Sunday 20 October 2013

Frankenstein-Mary Shelley

Victor Frankenstein merupakan pemuda dengan kejeniusan yang tinggi. Sejak kecil, ia selalu terkesima dan penuh rasa ingin tahu terhadap ilmu pengetahuan. Victor merupakan sulung dari tiga bersaudara. Keluarganya merupakan keluarga terpandang di Jenewa, ayah dan ibunya menganggap bahwa Victor kelak akan menjadi pemuda yang dapat membanggakan keluarganya. Victor yang jenius selalu belajar dan melahap buku pengetahuan apapun yang ia dapatkan, baginya tak ada yang lebih menarik hatinya daripada ilmu pengetahuan dan mister-misteri yang tersembunyi dibaliknya. Demi memuaskan rasa hausnya akan ilmu pengetahuan, ayah dan ibunya bahkan sampai rela menyekolahkan Victor hingga tingkat perguruan tinggi agar kelak Victor dapat meneliti, menemukan, atau bahkan menciptakan suatu bentuk pengetahuan baru yang dapat lebih melambungkan nama keluarganya. Victor pun melanjutkan sekolahnya hingga perguruan tinggi terkemuka di Perguruan Tinggi Ingolstadt, di bawah bimbingan Profesor Krempe yang angkuh dan Profesor Wald yang terbuka, nafsu Victor dalam menciptakan suatu penemuan baru semakin terpacu.

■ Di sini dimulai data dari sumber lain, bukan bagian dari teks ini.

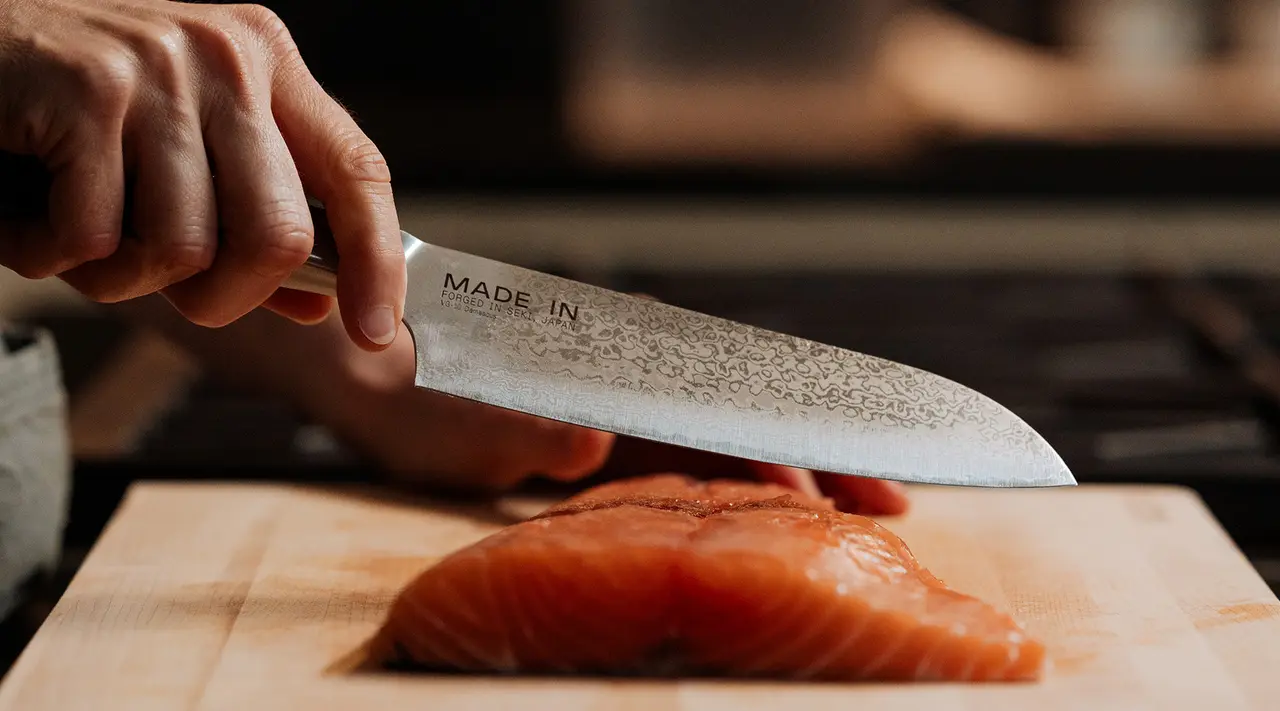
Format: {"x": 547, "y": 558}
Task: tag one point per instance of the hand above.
{"x": 429, "y": 440}
{"x": 213, "y": 118}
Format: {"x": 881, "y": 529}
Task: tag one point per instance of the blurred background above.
{"x": 1070, "y": 205}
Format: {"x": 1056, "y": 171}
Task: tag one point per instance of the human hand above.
{"x": 211, "y": 118}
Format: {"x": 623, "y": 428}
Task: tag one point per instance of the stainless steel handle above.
{"x": 24, "y": 195}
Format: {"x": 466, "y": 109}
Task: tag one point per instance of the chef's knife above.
{"x": 570, "y": 351}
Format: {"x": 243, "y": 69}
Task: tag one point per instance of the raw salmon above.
{"x": 670, "y": 575}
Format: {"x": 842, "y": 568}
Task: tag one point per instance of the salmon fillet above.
{"x": 670, "y": 575}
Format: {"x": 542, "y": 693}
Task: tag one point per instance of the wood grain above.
{"x": 216, "y": 597}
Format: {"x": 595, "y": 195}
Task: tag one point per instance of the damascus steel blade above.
{"x": 568, "y": 351}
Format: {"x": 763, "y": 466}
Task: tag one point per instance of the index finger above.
{"x": 341, "y": 165}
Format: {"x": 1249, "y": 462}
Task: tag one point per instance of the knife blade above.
{"x": 568, "y": 351}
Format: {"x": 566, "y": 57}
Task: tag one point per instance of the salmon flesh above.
{"x": 675, "y": 577}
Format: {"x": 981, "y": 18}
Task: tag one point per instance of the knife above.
{"x": 568, "y": 351}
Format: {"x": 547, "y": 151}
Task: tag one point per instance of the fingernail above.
{"x": 378, "y": 324}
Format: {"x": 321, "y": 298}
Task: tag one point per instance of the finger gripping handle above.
{"x": 24, "y": 196}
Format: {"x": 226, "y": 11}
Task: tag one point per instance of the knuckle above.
{"x": 227, "y": 58}
{"x": 92, "y": 246}
{"x": 359, "y": 159}
{"x": 161, "y": 49}
{"x": 190, "y": 253}
{"x": 200, "y": 313}
{"x": 108, "y": 78}
{"x": 261, "y": 21}
{"x": 32, "y": 269}
{"x": 284, "y": 241}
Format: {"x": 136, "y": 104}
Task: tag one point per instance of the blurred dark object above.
{"x": 480, "y": 98}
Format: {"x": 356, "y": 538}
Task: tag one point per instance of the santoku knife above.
{"x": 570, "y": 351}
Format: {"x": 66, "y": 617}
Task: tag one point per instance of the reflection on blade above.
{"x": 574, "y": 352}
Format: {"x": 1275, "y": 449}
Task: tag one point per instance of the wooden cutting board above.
{"x": 243, "y": 597}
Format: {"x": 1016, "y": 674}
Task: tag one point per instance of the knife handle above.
{"x": 24, "y": 196}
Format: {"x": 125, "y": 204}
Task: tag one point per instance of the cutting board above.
{"x": 220, "y": 597}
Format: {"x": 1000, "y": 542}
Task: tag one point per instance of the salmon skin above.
{"x": 675, "y": 577}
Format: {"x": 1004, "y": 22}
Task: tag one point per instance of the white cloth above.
{"x": 35, "y": 459}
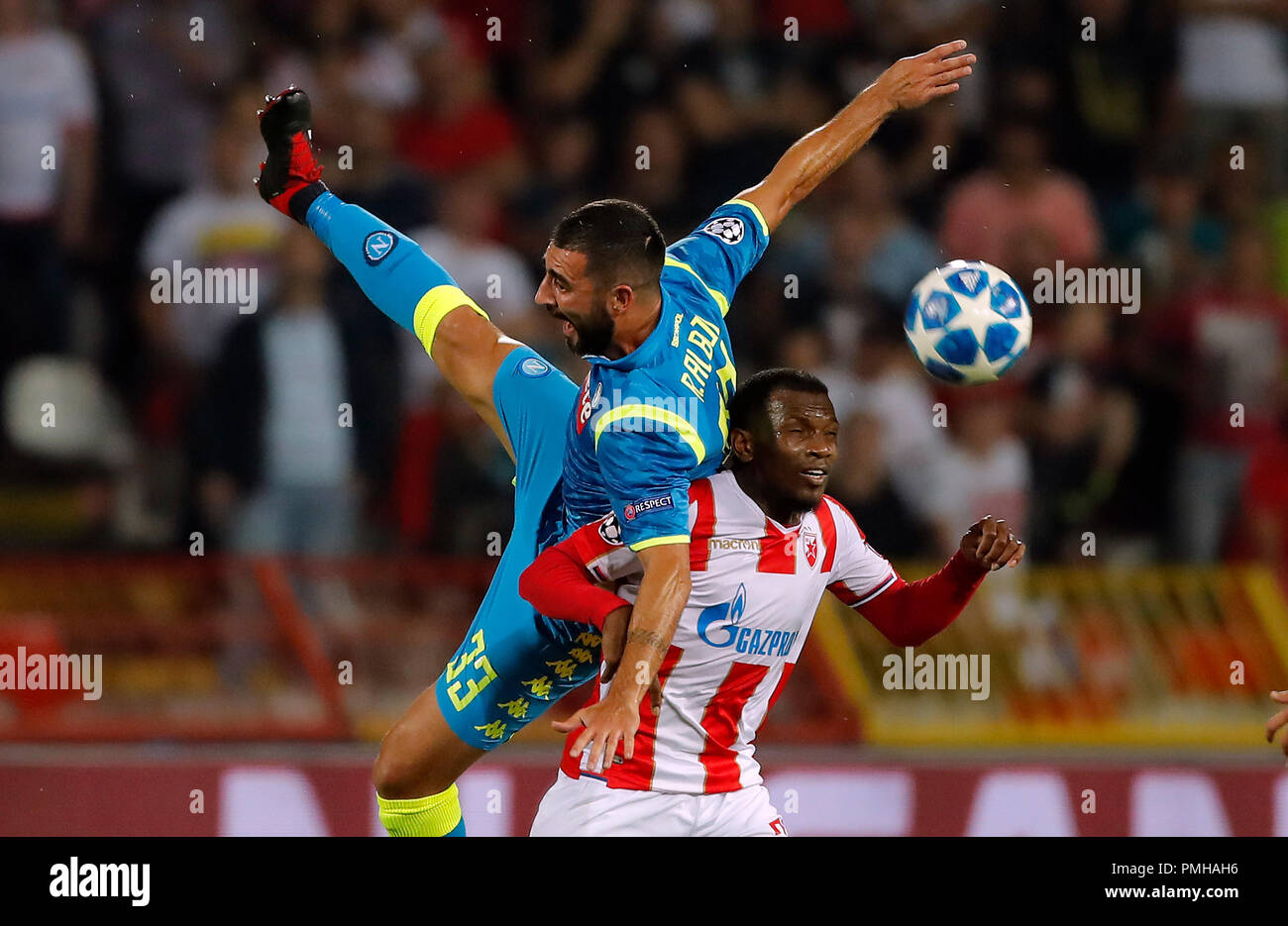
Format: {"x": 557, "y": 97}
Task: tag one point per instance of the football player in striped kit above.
{"x": 767, "y": 543}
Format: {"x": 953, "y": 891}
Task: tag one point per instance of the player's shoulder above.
{"x": 836, "y": 521}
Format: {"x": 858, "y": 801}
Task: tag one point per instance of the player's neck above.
{"x": 785, "y": 511}
{"x": 630, "y": 334}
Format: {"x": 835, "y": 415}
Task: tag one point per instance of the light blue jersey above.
{"x": 648, "y": 424}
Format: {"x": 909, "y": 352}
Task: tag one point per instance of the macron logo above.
{"x": 76, "y": 879}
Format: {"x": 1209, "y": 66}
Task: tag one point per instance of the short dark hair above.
{"x": 618, "y": 239}
{"x": 750, "y": 403}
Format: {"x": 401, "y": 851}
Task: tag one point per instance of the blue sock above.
{"x": 389, "y": 266}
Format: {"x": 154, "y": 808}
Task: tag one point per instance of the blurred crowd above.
{"x": 1146, "y": 134}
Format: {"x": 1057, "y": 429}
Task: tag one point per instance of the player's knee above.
{"x": 399, "y": 772}
{"x": 410, "y": 766}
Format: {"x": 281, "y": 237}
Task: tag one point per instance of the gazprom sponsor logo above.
{"x": 717, "y": 624}
{"x": 720, "y": 626}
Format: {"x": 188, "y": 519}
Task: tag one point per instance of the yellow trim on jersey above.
{"x": 764, "y": 226}
{"x": 687, "y": 432}
{"x": 660, "y": 541}
{"x": 720, "y": 300}
{"x": 434, "y": 307}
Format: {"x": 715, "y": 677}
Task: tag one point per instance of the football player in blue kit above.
{"x": 651, "y": 416}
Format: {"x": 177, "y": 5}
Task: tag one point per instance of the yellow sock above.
{"x": 434, "y": 815}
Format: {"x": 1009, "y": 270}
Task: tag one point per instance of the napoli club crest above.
{"x": 809, "y": 541}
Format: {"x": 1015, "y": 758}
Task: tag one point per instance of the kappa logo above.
{"x": 728, "y": 228}
{"x": 377, "y": 247}
{"x": 610, "y": 531}
{"x": 809, "y": 541}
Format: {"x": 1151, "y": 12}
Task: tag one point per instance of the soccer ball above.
{"x": 967, "y": 322}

Hingga suatu ketika, Victor mendapatkan ide untuk menciptakan suatu jenis spesies manusia yang tak tertandingi. Ia hendak menciptakan manusia buatan, yang ia hidupkan sendiri dengan organ-organ rumit seperti pada diri manusia normal. Victor memutuskan untuk membuat manusia raksasa yang memiliki tinggi badan dua setengah meter dan organ-organ lainnya yang serba besar. Terdorong dengan ide untuk menciptakan manusia buatan, siang dan malam Victor bekerja tanpa henti demi melihat manusia buatannya hidup. Hingga suatu hari, ketika Victor terbangun di asramanya di Ingolstadt, ia dikejutkan oleh suatu makhluk, makhluk yang tinggi besar, rupa pucat lagi mengerikan. Tanpa berpikir dua kali, Victor langsung meninggalkan kamarnya karena ketakutan dengan makhluk yang menyambutnya ketika ia bangun. Ia terlambat menyadari, bahwa makhluk yang berada di kamarnya adalah tak lain makhluk ciptaannya sendiri. Ia terkejut menyadari bahwa manusia ciptaannya ternyata berupa pucat dan seburuk rupa iblis.

Victor pun terpaksa kembali ke kamarnya karena kondisinya yang mulai melemah akibat bekerja tak kenal waktu. Ia berharap ia tak lagi menemukan makhluk buruk rupa ciptaannya lagi. Harapannya terkabul, makhluk itu pun seakan lenyap, ia tidak berada di kamarnya ataupun di laboratoriumnya tempat ia menciptakan manusia raksasa tersebut. Victor pun akhirnya beristirahat dengan tenang untuk menguatkan kondisi tubuhnya. Hingga beberapa bulan berselang, Victor mendapat surat dari sang ayah di Jenewa, ayahnya mengabarkan bahwa adik bungsunya William tewas ketika bermain bersama saudaranya. Dalam suratnya, ayah Victor mengabarkan bahwa William tewas dicekik dan keluarganya dirudung duka yang mendalam, Victor pun diminta untuk segera pulang, menemui, dan menghibur anggota keluarga lainnya yang tengah berduka.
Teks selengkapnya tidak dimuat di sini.